This research was funded by the European Union Framework 6 Programme under a grant to DJC within a workpackage of the EUROMALVAC-2 research consortium co-ordinated by Prof. David Arnot, and by The Wellcome Trust. We are grateful to Lindsay
Stewart for help with parasite culture and slide preparation for immunofluorescence. “
“In 2009 in the United States, invasive pneumococcal disease (IPD) is estimated to be responsible for over 44,000 cases of pneumonia, leading to over 5000 deaths [1]. Severe pneumococcal disease not only causes pneumonia but also can lead to meningitis and septicemia [2] and [3]. Risk of pneumonia is especially high for two groups: (a) persons over age 65 years and (b) persons ages 2–64 years with chronic conditions [3]. Among these at-risk patients, the incidence of IPD is 40 per selleck screening library 100,000 with a mortality rate of about 1 in 20 [4]. Furthermore, the annual direct and indirect costs of IPD are estimated at $3.7 billion and $1.8 billion, respectively [5]. Research has demonstrated that pneumococcal polysaccharide vaccine (PPSV) is effective in preventing IPD [2], [6], [7] and [8],
has a low rate of adverse events [9], and is cost-effective [10], [11] and [12]. With increased rates of antibiotic microbial resistance, improving PPSV coverage is the most Adriamycin concentration effective strategy to prevent pneumonia-related morbidity and mortality [13]. However, Endonuclease vaccination rates are suboptimal.

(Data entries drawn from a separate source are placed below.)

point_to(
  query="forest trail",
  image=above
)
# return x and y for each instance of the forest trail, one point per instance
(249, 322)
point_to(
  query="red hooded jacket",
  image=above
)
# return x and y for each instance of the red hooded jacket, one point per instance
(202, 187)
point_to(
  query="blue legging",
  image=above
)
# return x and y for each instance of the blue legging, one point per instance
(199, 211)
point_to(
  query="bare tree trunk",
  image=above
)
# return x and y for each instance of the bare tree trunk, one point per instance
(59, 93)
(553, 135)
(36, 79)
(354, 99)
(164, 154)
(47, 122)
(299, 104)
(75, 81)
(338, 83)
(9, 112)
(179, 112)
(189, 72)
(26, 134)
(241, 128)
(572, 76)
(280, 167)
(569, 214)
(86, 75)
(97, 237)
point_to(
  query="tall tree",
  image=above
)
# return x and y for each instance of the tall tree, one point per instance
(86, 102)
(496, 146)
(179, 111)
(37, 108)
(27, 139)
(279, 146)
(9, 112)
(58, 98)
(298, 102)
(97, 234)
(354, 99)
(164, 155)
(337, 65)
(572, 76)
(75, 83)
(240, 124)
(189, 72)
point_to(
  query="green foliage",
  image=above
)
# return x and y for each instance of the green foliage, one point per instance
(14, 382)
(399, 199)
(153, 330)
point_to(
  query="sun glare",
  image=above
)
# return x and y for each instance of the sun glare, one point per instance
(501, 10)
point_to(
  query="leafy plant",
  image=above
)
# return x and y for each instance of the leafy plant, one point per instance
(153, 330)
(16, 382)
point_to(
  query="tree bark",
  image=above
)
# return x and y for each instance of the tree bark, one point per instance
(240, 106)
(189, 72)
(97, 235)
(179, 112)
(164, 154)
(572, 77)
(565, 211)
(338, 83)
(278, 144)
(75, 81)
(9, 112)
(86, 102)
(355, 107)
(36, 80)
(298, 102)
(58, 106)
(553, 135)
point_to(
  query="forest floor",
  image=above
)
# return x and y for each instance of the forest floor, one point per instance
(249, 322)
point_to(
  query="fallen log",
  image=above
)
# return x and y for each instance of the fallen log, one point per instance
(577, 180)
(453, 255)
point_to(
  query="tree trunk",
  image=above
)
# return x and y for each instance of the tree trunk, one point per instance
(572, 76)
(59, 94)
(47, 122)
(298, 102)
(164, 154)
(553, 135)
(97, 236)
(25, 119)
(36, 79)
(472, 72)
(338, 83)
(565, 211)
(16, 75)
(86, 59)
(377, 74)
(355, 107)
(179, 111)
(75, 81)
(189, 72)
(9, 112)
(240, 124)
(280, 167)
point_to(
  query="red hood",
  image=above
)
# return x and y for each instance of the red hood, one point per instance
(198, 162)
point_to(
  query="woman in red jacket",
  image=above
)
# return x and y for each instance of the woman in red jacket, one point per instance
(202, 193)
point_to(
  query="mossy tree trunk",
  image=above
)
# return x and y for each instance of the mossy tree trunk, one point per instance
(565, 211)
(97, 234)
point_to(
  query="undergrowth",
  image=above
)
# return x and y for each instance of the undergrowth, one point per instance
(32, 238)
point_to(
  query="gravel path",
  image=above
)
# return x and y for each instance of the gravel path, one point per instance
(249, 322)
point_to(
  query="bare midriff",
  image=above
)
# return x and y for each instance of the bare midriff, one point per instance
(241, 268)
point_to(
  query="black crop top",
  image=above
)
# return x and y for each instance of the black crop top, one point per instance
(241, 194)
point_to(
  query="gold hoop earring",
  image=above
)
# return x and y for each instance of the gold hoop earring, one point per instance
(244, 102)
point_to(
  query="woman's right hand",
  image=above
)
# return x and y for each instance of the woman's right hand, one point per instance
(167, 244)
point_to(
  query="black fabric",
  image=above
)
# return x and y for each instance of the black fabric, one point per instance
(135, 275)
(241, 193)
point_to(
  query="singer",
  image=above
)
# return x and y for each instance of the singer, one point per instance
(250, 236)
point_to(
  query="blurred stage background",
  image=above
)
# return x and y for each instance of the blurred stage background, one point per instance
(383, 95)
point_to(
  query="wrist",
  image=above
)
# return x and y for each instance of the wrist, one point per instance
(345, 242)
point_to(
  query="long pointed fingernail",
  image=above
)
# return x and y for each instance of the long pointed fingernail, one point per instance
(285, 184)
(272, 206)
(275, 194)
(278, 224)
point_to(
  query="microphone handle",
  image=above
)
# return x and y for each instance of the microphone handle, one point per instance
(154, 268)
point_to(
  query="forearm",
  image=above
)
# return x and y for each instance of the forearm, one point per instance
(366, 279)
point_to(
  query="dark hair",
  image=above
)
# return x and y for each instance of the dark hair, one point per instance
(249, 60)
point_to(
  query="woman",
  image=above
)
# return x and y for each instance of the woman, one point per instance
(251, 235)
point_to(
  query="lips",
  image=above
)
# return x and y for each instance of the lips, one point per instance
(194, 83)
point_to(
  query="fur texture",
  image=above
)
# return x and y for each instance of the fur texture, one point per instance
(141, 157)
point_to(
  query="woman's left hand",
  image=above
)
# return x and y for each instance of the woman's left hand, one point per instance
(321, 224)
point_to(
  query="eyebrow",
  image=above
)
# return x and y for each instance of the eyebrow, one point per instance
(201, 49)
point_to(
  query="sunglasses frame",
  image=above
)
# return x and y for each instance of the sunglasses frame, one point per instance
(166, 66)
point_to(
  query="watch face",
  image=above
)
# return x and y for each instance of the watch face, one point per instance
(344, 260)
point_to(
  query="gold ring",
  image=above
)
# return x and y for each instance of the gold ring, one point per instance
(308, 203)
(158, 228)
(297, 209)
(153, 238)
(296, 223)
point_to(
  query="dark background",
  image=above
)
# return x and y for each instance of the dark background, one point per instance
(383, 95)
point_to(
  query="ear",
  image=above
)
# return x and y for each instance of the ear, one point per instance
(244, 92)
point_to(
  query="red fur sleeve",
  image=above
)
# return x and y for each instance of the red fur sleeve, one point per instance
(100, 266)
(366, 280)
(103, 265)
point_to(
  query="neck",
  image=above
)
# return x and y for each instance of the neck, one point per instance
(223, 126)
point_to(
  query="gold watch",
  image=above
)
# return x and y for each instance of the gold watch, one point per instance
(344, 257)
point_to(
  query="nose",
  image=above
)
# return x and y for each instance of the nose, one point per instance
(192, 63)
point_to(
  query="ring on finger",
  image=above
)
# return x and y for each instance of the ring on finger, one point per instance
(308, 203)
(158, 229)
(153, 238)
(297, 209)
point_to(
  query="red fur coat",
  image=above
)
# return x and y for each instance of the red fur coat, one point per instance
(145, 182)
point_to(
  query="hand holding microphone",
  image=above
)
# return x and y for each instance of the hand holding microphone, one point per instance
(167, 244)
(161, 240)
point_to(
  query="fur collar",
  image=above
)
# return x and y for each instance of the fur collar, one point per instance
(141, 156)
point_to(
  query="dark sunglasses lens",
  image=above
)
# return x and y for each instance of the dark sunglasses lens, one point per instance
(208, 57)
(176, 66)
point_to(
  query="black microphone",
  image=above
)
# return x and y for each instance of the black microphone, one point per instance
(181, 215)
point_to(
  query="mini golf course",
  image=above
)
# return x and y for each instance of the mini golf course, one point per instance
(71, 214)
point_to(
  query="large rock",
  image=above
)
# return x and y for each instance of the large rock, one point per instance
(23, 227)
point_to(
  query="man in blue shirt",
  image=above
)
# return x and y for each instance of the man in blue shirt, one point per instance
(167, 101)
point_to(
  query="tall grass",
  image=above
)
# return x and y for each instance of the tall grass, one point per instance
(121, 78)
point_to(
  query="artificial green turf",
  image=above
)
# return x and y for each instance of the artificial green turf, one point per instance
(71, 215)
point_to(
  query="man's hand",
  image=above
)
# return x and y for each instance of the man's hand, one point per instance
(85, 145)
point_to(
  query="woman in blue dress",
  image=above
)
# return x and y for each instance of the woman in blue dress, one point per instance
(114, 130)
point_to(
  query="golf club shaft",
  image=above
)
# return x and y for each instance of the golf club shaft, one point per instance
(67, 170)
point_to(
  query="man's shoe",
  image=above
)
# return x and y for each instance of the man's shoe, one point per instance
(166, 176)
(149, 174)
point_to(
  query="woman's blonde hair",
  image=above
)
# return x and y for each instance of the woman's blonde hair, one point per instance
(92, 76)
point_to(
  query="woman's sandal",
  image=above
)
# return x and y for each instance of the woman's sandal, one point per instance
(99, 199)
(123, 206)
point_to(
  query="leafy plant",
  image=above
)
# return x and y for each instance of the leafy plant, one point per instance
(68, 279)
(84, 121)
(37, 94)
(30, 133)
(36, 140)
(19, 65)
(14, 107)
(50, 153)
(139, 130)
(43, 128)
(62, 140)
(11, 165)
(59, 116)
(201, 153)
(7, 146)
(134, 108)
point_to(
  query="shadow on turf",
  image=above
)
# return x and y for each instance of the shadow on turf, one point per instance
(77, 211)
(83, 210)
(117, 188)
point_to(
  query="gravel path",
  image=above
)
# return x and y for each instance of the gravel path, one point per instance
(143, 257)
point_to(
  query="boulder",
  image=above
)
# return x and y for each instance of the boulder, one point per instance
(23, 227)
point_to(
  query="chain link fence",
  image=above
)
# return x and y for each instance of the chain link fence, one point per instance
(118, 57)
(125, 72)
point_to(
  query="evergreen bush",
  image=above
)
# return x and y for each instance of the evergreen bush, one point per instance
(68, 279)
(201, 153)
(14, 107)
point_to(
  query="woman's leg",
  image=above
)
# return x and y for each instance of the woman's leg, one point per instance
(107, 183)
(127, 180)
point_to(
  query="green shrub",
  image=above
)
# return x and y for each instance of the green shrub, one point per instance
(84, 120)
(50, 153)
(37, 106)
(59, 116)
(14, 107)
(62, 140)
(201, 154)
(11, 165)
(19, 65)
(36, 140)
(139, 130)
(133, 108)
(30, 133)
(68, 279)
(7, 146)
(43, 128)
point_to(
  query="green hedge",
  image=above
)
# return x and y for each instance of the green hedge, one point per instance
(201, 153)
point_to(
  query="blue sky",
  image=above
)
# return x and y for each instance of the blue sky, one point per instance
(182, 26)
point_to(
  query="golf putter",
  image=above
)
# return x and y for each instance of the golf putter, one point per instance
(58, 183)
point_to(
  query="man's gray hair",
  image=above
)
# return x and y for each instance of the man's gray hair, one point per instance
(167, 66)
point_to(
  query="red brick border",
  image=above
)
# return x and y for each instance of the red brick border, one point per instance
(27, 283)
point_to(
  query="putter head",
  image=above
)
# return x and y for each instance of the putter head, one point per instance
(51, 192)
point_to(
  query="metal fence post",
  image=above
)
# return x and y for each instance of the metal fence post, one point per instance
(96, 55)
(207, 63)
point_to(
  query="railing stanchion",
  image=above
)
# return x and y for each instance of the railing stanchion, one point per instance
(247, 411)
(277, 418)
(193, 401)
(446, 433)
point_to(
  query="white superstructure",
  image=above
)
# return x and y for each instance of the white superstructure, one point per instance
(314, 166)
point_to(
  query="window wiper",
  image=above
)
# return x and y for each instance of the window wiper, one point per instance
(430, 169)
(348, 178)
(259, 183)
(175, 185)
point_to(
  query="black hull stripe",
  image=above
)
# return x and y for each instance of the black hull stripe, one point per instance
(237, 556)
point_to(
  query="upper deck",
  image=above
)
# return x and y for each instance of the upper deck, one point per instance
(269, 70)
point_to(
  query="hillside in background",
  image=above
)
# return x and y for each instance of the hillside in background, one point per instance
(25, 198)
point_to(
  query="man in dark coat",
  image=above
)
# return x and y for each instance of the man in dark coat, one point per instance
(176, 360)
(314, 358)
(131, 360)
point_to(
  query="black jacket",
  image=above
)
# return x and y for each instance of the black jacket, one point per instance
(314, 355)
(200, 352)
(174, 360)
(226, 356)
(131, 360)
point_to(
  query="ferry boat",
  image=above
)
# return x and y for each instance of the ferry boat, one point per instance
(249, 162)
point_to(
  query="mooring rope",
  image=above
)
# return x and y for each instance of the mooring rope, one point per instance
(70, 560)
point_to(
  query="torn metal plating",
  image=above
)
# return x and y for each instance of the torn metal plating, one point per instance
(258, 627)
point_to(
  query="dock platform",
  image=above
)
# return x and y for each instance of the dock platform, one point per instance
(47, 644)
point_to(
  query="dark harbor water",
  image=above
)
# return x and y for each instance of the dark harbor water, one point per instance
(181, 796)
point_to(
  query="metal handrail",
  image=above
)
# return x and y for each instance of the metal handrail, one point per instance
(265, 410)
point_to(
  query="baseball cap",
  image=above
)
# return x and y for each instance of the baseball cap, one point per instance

The Healthy People 2020 initiative has set two goals for PPSV coverage in the United States based on age and presence of chronic conditions [14]. For persons older than age 65 years, the target coverage rate is 90%, from a baseline of 60% in 2008 [14]. For at-risk persons aged 2–65 years, the target rate is 60%, from the 2008 baseline of 17% [14]. Vaccination or immunization coverage is the percentage of persons in a population who have received the recommended scheduled dose of vaccine [15]. The Advisory Committee on Immunization Practices (ACIP) reported that barriers for improving
pneumococcal immunization were missed opportunities for vaccination (e.g., physician not suggesting PPSV during a routine office visit), limited settings for vaccine administration, fear of adverse events, and lack of awareness of benefits of PPSV [16]. A study by Klabunde et al. found that 47% of patients who were at risk for pneumococcal disease but had not received a PPSV cited, “the belief that the service was not needed or not knowing that it was needed” as the primary reason for not being vaccinated [17]. During the past several years, the Boards of Pharmacy in most states have changed their regulations to allow pharmacists to administer both influenza and pneumococcal vaccinations [18]. Subsequently, the provision of PPSV by pharmacies has increased the number of settings for vaccine administration [18] and [19].